Penulis: Ricardo Julio
TVRINews, Jakarta
Komando Daerah TNI Angkatan Laut (Kodaeral) III bersama tim gabungan berhasil menggagalkan upaya penyelundupan pasir timah ilegal sebanyak 122 karung di Dermaga 107, Pelabuhan Tanjung Priok, Jakarta Utara. Operasi ini merupakan buah sinergi antara TNI AL, Satgas Tri Cakti, Satintelmar Pusintelal, BAIS TNI, PPNS ESDM, serta unsur pelabuhan lainnya.
Komandan Kodaeral III, Laksamana Muda TNI Uki Prasetia mengungkapkan bahwa keberhasilan ini bermula dari informasi intelijen yang diterima pada Kamis sebelumnya mengenai adanya muatan mencurigakan.
Pada Jumat (6/3) pukul 05.00 WIB, kapal KMP Sakura Express yang berlayar dari Pelabuhan Pangkal Balam, Bangka Belitung, terpantau memasuki alur Pelabuhan Tanjung Priok. Kapal tersebut mendapatkan pengawalan ketat dari unsur Satrol Kodaeral III hingga bersandar pukul 06.00 WIB.

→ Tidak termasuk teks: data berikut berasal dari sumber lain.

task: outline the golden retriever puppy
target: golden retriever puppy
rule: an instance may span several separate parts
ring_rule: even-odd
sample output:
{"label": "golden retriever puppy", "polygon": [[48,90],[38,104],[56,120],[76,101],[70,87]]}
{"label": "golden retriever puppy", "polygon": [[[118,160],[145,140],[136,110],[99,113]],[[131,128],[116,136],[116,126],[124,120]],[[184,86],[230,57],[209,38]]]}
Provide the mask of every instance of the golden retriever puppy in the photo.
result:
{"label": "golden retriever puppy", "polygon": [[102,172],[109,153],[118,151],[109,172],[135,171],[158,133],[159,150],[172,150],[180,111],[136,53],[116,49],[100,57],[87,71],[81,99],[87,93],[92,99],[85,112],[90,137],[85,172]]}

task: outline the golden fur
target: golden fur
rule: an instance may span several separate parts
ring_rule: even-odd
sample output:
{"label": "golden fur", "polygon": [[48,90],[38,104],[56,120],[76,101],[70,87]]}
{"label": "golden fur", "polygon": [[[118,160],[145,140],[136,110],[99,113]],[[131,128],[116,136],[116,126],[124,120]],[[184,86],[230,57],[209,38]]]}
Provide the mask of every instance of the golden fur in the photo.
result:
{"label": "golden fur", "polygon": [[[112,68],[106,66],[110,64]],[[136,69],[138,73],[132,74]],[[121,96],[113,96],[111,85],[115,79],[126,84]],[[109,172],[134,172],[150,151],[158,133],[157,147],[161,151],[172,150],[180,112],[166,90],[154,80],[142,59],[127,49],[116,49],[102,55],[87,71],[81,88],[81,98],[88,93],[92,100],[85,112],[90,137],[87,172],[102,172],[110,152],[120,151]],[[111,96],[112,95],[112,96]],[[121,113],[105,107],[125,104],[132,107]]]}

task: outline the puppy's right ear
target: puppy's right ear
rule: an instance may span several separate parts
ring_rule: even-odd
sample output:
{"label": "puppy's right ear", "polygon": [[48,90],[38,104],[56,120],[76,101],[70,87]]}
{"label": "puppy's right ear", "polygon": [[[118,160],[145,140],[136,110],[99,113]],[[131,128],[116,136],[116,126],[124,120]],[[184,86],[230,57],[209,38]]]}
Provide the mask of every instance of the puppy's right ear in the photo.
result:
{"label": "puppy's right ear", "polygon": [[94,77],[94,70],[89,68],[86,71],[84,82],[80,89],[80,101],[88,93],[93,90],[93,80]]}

"Tim Satgas mencurigai truk dengan nomor polisi BN 8628 PR yang terindikasi overload atau kelebihan muatan saat kendaraan keluar dari kapal," ujar Laksda TNI Uki Prasetia dalam konferensi pers di Makodaeral III, Senin 9 Maret 2026.
Petugas kemudian mengamankan kendaraan tersebut ke Makodaeral III untuk pemeriksaan lebih lanjut. Setelah dilakukan pembongkaran muatan, petugas menemukan tumpukan pasir timah yang disembunyikan secara rapi di bawah tumpukan kardus bekas guna mengelabui petugas.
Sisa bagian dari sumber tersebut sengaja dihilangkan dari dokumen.